Design schema to query select beetwen two separate dates

I have a table for messages, like this:

messages (
    user_id uuid,
    id uuid,
    message blob,
    created_at timestamp,
    updated_at timestamp,
    PRIMARY KEY (user_id, id)
)

I can create a MV for sort and select messages by updated_at. But when I need to select last updated messages from last time when client sync (e.g. select where updated_at > 1555602962006 and created_at < 1555602962006) - only way is to select all messages by updated_at and filter rows in code? Is this a normal practice in production?

Maybe in this case, it's possible to create some token to sort by concatenating created_at and updated_at or something?

Solution

So the tricky part about this, is that Cassandra will not allow a range query on multiple, different columns. Secondly, range queries only work within a partition, so you'll need to come up with a time "bucketing" strategy.

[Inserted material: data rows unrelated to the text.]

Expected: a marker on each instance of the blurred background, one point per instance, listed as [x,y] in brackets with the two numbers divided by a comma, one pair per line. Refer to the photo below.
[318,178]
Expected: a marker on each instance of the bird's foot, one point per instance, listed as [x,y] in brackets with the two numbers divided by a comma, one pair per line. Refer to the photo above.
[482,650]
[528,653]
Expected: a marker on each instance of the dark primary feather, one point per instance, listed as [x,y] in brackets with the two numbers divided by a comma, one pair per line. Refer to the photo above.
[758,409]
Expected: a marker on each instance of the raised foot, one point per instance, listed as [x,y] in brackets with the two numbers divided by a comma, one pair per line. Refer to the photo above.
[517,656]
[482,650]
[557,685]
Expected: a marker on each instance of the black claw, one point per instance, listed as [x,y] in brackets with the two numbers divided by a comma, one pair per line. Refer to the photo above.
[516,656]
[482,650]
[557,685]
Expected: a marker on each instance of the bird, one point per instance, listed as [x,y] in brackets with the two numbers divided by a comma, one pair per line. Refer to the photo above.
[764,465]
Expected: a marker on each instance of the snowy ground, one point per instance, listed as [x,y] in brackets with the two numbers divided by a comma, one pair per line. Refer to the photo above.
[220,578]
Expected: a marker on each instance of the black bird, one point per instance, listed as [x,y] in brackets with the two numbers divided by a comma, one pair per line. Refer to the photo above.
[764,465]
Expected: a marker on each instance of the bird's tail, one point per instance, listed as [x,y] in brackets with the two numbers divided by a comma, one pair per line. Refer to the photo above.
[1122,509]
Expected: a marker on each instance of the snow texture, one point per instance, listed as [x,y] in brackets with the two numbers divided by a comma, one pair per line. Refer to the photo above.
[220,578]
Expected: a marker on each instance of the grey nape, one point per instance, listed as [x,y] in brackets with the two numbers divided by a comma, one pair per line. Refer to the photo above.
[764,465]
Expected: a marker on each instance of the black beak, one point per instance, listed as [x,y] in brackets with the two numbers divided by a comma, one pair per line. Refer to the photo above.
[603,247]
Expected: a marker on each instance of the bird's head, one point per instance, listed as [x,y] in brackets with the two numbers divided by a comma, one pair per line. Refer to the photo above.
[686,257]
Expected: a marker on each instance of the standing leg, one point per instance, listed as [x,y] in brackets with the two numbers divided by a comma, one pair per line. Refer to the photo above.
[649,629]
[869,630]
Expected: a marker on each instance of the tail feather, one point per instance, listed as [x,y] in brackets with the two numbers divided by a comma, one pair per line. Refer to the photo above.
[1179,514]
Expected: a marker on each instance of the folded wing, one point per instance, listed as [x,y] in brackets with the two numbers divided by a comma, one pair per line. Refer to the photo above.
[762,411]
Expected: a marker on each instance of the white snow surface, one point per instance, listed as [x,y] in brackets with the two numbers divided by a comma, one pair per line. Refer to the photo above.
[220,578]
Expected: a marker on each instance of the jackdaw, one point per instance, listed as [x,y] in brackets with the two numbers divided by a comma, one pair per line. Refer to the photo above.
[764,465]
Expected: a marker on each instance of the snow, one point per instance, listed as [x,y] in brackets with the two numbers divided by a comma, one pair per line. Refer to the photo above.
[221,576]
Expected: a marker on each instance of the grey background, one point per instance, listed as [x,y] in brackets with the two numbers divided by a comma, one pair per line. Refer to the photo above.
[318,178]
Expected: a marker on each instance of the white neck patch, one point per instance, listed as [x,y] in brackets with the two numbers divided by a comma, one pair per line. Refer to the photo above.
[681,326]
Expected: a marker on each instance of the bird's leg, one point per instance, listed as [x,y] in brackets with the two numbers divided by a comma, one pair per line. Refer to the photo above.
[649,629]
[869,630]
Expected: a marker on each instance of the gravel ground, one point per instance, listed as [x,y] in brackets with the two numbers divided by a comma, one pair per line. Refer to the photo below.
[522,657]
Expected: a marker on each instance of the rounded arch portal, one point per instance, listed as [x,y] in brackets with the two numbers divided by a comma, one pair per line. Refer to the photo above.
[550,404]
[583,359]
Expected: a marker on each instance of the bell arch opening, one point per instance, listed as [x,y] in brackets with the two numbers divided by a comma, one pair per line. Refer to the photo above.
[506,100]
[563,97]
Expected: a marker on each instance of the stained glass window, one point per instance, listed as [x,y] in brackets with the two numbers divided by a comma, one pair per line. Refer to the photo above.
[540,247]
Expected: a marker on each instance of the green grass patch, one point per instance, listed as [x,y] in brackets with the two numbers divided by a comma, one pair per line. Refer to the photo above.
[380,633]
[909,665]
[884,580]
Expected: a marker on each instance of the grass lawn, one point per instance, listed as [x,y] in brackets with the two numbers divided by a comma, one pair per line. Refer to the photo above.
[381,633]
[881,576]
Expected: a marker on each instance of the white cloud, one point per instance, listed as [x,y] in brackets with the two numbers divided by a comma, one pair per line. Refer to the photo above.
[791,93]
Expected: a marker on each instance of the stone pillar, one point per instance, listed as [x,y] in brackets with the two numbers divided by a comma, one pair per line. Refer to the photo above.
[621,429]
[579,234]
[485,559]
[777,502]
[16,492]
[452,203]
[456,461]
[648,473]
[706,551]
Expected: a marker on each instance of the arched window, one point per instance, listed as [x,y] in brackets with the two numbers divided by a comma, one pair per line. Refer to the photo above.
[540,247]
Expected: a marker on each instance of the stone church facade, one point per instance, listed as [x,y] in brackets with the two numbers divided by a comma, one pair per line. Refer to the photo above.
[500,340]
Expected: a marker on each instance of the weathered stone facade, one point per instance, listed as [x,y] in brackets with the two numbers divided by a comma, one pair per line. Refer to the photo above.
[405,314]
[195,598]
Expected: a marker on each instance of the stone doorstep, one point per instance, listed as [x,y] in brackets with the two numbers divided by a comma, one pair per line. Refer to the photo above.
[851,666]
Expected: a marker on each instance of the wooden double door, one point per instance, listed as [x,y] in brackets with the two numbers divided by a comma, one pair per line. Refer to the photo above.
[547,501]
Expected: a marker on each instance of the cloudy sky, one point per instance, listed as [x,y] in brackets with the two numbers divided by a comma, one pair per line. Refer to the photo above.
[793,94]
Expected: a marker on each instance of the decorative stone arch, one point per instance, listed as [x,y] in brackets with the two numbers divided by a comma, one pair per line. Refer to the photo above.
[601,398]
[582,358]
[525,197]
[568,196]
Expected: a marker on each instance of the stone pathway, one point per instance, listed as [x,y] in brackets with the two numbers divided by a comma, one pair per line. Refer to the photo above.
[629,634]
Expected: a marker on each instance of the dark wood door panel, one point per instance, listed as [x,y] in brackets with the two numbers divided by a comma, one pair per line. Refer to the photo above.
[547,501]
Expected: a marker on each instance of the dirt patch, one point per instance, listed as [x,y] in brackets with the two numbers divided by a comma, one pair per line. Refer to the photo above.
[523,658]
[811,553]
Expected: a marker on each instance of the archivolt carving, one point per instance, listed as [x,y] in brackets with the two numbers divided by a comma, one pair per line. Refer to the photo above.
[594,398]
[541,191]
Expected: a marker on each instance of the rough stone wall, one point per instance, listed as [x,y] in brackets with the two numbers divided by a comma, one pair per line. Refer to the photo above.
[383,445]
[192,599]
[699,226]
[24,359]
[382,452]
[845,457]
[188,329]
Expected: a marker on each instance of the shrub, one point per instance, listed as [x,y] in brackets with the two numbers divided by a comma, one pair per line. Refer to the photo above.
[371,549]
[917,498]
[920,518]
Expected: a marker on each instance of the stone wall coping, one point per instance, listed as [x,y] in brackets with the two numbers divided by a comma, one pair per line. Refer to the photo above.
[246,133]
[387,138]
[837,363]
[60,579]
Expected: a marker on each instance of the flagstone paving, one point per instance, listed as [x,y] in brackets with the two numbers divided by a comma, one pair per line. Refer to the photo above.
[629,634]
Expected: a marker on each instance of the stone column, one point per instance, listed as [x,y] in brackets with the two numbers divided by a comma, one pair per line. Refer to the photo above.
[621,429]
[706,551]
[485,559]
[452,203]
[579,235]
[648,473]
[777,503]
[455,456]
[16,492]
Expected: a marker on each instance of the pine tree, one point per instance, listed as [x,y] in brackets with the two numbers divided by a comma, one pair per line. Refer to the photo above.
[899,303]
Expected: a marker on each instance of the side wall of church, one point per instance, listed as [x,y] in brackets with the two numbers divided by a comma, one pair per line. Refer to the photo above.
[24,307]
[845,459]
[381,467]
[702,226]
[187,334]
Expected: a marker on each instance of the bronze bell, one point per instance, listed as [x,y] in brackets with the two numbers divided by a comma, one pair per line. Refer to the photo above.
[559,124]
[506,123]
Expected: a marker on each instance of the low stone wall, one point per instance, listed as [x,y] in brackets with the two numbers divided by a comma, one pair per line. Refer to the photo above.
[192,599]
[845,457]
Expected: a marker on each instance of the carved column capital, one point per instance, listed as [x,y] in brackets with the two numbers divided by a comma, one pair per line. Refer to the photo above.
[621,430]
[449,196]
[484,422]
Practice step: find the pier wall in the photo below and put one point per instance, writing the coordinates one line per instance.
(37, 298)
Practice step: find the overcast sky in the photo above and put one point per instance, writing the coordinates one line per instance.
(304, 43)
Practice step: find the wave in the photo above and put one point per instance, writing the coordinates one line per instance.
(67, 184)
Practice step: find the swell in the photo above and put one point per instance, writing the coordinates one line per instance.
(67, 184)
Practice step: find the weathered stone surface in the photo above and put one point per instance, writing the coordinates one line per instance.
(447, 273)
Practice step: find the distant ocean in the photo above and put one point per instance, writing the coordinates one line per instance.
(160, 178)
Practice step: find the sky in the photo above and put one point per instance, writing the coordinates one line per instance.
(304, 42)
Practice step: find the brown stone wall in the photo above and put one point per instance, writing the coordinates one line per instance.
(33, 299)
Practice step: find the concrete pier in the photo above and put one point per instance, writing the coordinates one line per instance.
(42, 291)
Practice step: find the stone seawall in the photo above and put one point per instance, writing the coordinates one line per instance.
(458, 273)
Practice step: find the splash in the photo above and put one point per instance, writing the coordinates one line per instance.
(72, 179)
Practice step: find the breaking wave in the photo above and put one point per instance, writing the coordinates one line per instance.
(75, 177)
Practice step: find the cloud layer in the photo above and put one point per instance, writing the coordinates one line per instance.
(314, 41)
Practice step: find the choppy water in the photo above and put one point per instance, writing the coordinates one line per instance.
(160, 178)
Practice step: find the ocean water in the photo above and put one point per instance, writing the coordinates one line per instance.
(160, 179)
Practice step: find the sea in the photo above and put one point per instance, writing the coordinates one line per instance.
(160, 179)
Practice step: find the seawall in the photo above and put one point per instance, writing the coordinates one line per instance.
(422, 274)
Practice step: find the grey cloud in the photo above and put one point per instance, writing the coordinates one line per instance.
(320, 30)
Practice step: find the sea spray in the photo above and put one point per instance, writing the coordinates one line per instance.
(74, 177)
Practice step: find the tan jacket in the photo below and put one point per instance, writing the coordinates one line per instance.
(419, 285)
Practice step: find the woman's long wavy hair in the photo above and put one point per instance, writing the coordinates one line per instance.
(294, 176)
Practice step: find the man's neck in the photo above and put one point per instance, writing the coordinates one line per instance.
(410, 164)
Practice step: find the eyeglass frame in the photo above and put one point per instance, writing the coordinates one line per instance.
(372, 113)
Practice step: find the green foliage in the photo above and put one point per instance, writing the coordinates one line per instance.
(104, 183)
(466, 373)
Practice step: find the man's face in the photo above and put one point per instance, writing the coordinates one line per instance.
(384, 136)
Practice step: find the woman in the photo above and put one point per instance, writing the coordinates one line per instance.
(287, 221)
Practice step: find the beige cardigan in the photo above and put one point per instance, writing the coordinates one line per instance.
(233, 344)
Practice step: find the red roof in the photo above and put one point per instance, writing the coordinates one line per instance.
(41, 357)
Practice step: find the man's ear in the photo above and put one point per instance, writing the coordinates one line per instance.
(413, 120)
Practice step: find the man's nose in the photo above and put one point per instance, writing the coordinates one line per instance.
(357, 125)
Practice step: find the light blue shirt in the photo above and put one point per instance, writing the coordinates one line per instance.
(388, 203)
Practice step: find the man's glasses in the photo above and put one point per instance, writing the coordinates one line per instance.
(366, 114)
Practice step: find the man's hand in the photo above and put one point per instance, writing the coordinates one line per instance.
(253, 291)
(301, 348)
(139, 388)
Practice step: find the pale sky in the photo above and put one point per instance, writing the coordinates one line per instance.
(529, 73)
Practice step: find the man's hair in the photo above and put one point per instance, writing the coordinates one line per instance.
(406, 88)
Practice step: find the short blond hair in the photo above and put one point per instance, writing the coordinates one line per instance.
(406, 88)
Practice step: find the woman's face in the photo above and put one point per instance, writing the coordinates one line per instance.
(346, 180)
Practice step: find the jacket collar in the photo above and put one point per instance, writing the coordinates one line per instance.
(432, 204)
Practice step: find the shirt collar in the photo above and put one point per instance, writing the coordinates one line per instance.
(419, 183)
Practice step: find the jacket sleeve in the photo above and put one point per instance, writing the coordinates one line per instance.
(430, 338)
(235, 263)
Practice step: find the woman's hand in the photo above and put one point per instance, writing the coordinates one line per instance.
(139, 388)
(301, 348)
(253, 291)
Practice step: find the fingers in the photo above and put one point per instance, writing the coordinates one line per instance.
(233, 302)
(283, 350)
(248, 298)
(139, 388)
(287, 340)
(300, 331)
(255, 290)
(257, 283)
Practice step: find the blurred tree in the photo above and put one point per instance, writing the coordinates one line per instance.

One way that I have modeled around this in the past, was to have one column for a timestamp, but different rows for the type of time. I'll put together an example here, using your table above. For a time bucket, I'll use month; essentially, I know I'll only ever query for messages created/updated in the last month (that may or may not work for you).

CREATE TABLE messages_by_month (
  month_bucket int,
  event_time timestamp,
  user_id uuid,
  id uuid,
  message text,
  event text,
  PRIMARY KEY (month_bucket, event_time, id));

After INSERTing some data, I can now query for a range of created and updated event times, like this:

SELECT id,event_time,event,message
FROM messages_by_month 
WHERE month_bucket=201905
  AND event_time > 1558619000000
  AND event_time < 1558624900000;

 id                                   | event_time                      | event   | message
--------------------------------------+---------------------------------+---------+---------
 a4d60c29-ad4e-4023-b869-edf1ea6207e2 | 2019-05-23 14:00:00.000000+0000 | CREATED |     hi!
 66e78a1e-dbcb-4f64-a0aa-6d5b0e64d0ed | 2019-05-23 14:20:00.000000+0000 | CREATED |     hi!
 f1c59bf4-1351-4527-a24b-80bb6e3a2a5c | 2019-05-23 15:00:00.000000+0000 | UPDATED |    hi2!
 a4d60c29-ad4e-4023-b869-edf1ea6207e2 | 2019-05-23 15:20:00.000000+0000 | UPDATED |    hi3!

(4 rows)

While this exact example may not work for you, the idea is to think about organizing your data differently to support your query.

Note: With this example, you'll need to watch your partition sizes. You may end up having to add another partition key if this table gets more than 50k-100k messages in a month.